In reconstruction of diabetic foot ulcers, many surgical options such as secondary intention, local flaps, skin grafts, pedicled flaps, and free tissue transfer can be used. The reconstruction should provide durability, sound protection, and good contour for patients. For these purposes, the flap surgery may be ideal. However, local flaps or pedicled flaps could be impossible or harmful for a certain vascular status in patients with PAD. In this reason, we chose the reconstruction using free flap surgery in present cases.

When choosing and preparing recipient arteries, spasm and thrombosis are major contributing factors in free flap loss [3]. Spasms can be managed with warm solutions, spasmolytic agents, lidocaine, adventitial stripping or Fogarty catheter, and thrombosis can be managed with manual milking, irrigation with heparinized solution, or reanastomosis [4].

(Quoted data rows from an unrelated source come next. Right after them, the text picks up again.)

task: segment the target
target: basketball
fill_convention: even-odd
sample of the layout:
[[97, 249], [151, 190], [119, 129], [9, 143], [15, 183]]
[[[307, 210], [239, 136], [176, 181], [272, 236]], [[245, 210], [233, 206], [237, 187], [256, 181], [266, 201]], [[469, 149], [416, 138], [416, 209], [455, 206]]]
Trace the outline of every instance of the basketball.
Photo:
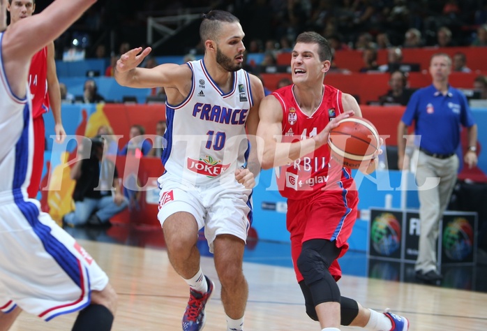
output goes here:
[[352, 169], [357, 169], [362, 161], [370, 160], [380, 142], [379, 133], [370, 121], [354, 117], [340, 121], [328, 138], [331, 157]]

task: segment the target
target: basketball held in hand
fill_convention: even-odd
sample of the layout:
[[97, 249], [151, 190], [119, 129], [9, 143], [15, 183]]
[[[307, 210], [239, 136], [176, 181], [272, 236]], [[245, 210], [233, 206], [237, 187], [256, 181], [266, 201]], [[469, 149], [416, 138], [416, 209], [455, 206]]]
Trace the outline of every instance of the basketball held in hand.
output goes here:
[[357, 169], [368, 165], [380, 145], [379, 133], [370, 121], [349, 117], [340, 121], [328, 138], [331, 157], [343, 166]]

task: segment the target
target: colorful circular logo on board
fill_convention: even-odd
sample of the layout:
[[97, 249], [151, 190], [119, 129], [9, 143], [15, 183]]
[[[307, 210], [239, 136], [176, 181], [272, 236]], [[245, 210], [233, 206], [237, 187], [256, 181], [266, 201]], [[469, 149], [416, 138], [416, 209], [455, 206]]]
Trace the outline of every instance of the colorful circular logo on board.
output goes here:
[[372, 223], [370, 240], [375, 251], [389, 256], [400, 247], [400, 224], [391, 213], [382, 213]]
[[443, 230], [443, 251], [447, 257], [461, 261], [472, 251], [474, 230], [468, 221], [457, 217], [449, 222]]

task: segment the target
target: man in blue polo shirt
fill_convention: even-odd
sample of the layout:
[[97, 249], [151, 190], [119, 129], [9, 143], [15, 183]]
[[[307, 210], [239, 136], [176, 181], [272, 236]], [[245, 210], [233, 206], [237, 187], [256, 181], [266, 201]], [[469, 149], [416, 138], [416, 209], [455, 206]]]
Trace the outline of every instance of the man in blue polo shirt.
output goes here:
[[[442, 279], [437, 270], [436, 240], [440, 219], [457, 179], [459, 160], [456, 152], [460, 145], [460, 126], [465, 127], [468, 133], [469, 149], [464, 160], [469, 167], [476, 166], [477, 162], [477, 128], [465, 95], [448, 82], [451, 72], [450, 57], [444, 53], [433, 54], [429, 72], [433, 84], [412, 94], [398, 126], [398, 166], [399, 169], [409, 166], [407, 162], [405, 163], [404, 135], [407, 134], [407, 126], [414, 122], [416, 154], [413, 158], [417, 156], [415, 176], [419, 187], [421, 219], [414, 269], [418, 279], [435, 281]], [[437, 185], [425, 184], [428, 177], [438, 178]]]

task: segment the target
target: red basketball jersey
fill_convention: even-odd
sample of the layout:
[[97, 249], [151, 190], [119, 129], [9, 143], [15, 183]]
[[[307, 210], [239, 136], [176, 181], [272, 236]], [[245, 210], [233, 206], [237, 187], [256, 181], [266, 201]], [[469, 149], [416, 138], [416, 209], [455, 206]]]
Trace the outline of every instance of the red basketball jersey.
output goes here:
[[[341, 91], [324, 85], [324, 93], [316, 111], [308, 116], [299, 108], [292, 86], [273, 93], [283, 108], [283, 142], [292, 142], [316, 135], [339, 114], [343, 112]], [[279, 191], [289, 199], [303, 199], [322, 190], [353, 188], [351, 170], [330, 159], [327, 144], [287, 166], [276, 170]]]
[[49, 110], [47, 94], [47, 46], [34, 54], [29, 69], [29, 87], [32, 95], [32, 117]]

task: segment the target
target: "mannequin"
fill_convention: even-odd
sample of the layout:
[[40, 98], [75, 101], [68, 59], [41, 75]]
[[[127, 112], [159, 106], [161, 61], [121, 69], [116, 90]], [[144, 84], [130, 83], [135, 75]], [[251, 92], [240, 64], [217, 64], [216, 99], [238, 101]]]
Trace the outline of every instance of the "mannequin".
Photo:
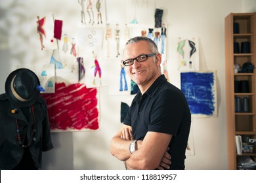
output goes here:
[[27, 69], [12, 72], [0, 95], [0, 169], [40, 169], [53, 148], [43, 88]]

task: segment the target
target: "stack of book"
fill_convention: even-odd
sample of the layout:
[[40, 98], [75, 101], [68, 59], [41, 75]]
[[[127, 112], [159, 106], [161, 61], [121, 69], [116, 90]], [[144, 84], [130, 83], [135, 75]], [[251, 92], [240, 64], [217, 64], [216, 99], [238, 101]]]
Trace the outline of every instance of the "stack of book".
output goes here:
[[249, 156], [242, 156], [238, 158], [238, 169], [240, 170], [255, 170], [256, 162]]

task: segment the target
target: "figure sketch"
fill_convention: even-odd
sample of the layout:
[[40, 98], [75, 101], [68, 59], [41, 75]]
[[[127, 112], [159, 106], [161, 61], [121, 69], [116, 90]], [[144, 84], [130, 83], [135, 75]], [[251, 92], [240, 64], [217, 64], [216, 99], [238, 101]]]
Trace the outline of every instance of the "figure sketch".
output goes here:
[[81, 10], [81, 22], [83, 24], [86, 25], [85, 21], [85, 0], [78, 0], [78, 3], [80, 4]]
[[97, 19], [98, 19], [98, 24], [100, 22], [100, 24], [102, 24], [102, 19], [101, 18], [101, 12], [100, 10], [100, 3], [102, 1], [102, 0], [97, 0], [97, 2], [96, 3], [96, 8], [97, 9], [98, 11], [98, 14], [97, 14]]
[[43, 28], [43, 25], [45, 24], [45, 16], [42, 19], [40, 19], [39, 16], [37, 16], [37, 33], [39, 35], [39, 40], [40, 40], [40, 44], [41, 44], [41, 50], [43, 50], [43, 49], [45, 48], [45, 46], [43, 45], [43, 36], [45, 36], [45, 38], [46, 38], [46, 33]]
[[91, 25], [93, 25], [95, 24], [95, 18], [93, 14], [93, 3], [91, 1], [92, 1], [91, 0], [88, 1], [87, 10], [89, 14], [89, 17], [90, 18], [90, 21], [89, 22], [89, 24], [91, 24]]

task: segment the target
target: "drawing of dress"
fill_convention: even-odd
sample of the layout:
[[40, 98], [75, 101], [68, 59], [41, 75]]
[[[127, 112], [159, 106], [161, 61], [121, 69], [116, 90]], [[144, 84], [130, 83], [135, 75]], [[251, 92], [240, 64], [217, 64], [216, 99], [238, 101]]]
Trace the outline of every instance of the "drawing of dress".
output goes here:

In our cases, despite various salvage methods, vascular compromises did not resolve intraoperatively. In these situations, free flap surgery may be replaced with a different procedure, such as skin grafting. However, as both our patients had recipient arteries with good pulsatile flow before donor flap harvest, we elected to proceed with planned flap surgery and postoperatively, attempted revascularization of the recipient arteries with angioplasty.

Anavekar et al. [5] reported 2 successful cases of flap salvage using endovascular thrombolysis with angioplasty balloon and urokinase in patients with late compromise flaps. In our cases, flap compromises resolved after complete revascularization of recipient arteries using PTA immediately after the surgery.

In general, PTA is indicated in patients with diabetic foot ulcers and >50% occlusion in the peripheral arterial tree, but is also feasible in cases of calcified, >10 cm, or multiple stenoses or occlusions. PTA can be performed without any contraindications even in patients with high surgical risks, and complications associated with this procedure are rare. Moreover, PTA can be successfully repeated in cases of restenosis, reocclusion, or after bypass failure [2]. In both our cases, we restored blood flow into the flaps by performing PTA postoperatively without mechanical injuries at the sites of anastomoses.

To our knowledge, this is the first report to describe the postoperative PTA as a salvage alternative for intraoperative vascular compromise in free flap surgery. All flaps survived successfully, although one case of partial necrosis required skin grafting. Postoperative PTA for flap salvage is not routinely recommended under usual circumstances; however, it could be an alternative in extremely challenging cases.